Sim, é. Satanás, o Diabo, “o pai da mentira”, disse a Eva que ela não morreria, indicando que continuaria vivendo na carne. (João 8:44; Gênesis 3:3, 4) Isso não é o mesmo que dizer que uma alma imortal sobrevive à morte do corpo. Contudo, Satanás e seus demônios esforçam-se a desviar as pessoas da verdade da Palavra de Deus por promover a idéia de que a vida continua após a morte. As Testemunhas de Jeová, por crerem no que Deus diz na Bíblia, não partilham os conceitos nem participam de práticas que apóiam as mentiras de Satanás. — 2 Coríntios 6:14-18.
Por evitarem práticas fúnebres antibíblicas, os servos de Jeová incorrem no desfavor de alguns que não pensam da mesma forma. Algumas Testemunhas foram privadas de heranças. Outras foram marginalizadas pela família. Quais cristãos verdadeiros, porém, dão-se conta de que a obediência fiel a Deus resulta no desfavor do mundo.
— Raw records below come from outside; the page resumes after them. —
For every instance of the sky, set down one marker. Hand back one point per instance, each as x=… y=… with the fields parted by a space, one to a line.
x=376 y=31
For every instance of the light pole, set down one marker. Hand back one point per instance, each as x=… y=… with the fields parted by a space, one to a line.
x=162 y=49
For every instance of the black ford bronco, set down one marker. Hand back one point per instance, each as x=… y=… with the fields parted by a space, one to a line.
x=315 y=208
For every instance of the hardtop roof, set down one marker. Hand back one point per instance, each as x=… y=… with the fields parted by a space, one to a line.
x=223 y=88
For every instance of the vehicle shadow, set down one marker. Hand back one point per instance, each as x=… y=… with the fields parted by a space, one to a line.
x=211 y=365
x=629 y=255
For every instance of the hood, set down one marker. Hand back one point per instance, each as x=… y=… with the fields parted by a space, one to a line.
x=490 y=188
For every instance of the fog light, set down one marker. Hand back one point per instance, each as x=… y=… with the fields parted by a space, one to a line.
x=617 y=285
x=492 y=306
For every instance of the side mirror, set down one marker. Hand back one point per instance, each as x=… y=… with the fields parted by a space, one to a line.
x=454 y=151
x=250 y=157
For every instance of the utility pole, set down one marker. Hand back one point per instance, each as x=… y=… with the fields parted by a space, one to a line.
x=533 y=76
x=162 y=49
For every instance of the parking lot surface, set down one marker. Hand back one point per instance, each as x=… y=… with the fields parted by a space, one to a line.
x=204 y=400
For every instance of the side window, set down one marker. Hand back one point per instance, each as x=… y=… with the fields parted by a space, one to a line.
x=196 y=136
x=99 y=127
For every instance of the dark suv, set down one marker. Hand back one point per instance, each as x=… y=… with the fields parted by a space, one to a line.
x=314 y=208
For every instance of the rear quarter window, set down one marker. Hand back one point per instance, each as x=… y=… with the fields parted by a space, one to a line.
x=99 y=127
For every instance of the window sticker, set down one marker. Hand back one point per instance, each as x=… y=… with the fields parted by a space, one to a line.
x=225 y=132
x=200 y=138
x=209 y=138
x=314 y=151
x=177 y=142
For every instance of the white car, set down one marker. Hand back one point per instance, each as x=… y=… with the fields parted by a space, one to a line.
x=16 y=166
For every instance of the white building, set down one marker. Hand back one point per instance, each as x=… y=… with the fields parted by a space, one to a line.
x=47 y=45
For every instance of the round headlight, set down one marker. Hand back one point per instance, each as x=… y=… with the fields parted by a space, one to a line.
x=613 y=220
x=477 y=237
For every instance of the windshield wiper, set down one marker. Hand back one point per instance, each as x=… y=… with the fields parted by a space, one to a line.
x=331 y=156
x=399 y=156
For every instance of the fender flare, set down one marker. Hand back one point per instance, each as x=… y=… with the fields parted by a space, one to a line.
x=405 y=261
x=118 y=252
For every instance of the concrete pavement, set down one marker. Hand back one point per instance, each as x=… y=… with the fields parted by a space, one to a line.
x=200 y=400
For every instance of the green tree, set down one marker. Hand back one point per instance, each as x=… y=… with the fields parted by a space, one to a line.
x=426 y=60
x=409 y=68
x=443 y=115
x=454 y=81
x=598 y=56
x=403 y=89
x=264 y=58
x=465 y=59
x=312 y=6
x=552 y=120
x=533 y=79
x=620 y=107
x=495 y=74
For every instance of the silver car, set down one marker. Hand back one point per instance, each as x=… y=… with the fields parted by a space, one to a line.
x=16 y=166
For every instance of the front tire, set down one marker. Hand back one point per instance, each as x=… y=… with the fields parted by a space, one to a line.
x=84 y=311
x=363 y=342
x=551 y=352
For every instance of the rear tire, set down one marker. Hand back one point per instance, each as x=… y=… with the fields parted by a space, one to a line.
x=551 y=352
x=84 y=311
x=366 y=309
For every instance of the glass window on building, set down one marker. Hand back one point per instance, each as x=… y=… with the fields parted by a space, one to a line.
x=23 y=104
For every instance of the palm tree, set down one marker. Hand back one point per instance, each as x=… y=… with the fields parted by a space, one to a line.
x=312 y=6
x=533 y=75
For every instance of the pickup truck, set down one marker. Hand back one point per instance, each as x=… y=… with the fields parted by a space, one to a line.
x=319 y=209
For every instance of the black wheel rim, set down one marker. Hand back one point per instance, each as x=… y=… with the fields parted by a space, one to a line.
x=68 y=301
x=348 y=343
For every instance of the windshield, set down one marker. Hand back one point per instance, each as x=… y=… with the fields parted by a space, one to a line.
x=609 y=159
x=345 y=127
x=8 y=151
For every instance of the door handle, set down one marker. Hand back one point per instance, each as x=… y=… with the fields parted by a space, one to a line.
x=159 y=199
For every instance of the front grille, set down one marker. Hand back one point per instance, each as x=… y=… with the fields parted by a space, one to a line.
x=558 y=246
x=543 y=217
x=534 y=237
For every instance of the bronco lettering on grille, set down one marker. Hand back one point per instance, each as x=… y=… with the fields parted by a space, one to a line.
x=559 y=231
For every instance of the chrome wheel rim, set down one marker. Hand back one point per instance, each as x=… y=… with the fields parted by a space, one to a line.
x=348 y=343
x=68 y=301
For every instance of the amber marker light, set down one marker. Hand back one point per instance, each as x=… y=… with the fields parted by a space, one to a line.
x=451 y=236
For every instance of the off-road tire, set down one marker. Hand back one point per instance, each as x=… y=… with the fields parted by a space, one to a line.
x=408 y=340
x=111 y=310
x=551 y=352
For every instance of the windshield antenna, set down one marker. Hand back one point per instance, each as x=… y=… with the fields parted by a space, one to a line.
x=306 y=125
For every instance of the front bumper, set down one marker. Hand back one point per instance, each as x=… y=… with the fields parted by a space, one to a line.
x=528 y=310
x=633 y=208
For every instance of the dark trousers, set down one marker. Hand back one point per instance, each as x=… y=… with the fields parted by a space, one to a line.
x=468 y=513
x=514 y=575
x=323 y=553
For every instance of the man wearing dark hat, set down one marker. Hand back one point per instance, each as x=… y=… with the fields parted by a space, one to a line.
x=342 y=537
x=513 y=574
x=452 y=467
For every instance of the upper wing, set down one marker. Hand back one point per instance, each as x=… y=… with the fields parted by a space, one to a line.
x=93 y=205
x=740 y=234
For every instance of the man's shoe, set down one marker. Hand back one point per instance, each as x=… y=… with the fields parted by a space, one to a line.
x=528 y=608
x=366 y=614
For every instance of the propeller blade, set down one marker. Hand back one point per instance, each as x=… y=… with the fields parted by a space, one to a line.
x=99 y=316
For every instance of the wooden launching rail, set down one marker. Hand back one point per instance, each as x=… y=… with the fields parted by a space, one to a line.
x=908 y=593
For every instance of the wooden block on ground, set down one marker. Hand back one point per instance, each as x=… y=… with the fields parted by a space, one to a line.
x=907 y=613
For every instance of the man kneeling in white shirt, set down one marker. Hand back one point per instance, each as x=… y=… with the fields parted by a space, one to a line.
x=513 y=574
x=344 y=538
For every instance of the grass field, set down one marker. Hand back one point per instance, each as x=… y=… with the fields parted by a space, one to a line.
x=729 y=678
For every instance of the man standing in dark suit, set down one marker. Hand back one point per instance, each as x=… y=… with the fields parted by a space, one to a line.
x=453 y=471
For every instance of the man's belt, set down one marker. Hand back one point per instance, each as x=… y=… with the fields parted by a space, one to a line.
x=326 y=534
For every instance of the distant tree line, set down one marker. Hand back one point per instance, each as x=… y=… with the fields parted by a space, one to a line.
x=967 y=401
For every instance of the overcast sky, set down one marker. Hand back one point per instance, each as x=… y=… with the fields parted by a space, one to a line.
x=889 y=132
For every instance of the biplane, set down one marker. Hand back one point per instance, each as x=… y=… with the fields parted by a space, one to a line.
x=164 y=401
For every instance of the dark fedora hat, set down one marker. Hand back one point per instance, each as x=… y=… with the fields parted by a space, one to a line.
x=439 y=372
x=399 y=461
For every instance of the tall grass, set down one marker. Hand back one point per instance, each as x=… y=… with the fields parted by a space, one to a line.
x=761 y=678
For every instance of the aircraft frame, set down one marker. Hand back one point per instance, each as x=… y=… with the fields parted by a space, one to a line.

Iguais aos leais apóstolos de Jesus Cristo, estão decididos a “obedecer a Deus como governante antes que aos homens”. — Atos 5:29; João 17:14.
Ao passo que prezam a lembrança de seus entes queridos que adormeceram na morte, os cristãos verdadeiros esforçam-se a demonstrar amor aos que estão vivos. Por exemplo, após a morte do pai, Aliu levou a mãe para sua casa e a alimentou e cuidou dela pelo resto de sua vida. Quando outros dizem que Aliu se importava pouco com sua mãe por não tê-la enterrado segundo o costume popular, ele cita o seguinte ditado popular de seu povo: “Alimente minha boca antes de alimentar meus pés.” Alimentar a boca, ou cuidar duma pessoa enquanto ela ainda está viva, é muito mais importante do que alimentar os pés, a prática já descrita e associada com o velório após a morte da pessoa. Alimentar os pés, de fato, não beneficia de modo algum os mortos.
Aliu pergunta aos que o criticam: ‘O que preferiria: que sua família cuidasse de você durante sua velhice, ou que lhe fizesse uma grande festa após a morte?’ A maioria das pessoas prefere receber cuidados enquanto ainda estão vivas. Também apreciam saber que, caso venham a falecer, terão um ofício digno, baseado na Bíblia, em memória de sua pessoa, e um enterro adequado.
É isso o que as Testemunhas de Jeová se esforçam a fazer por seus entes queridos. Alimentam a boca, não os pés.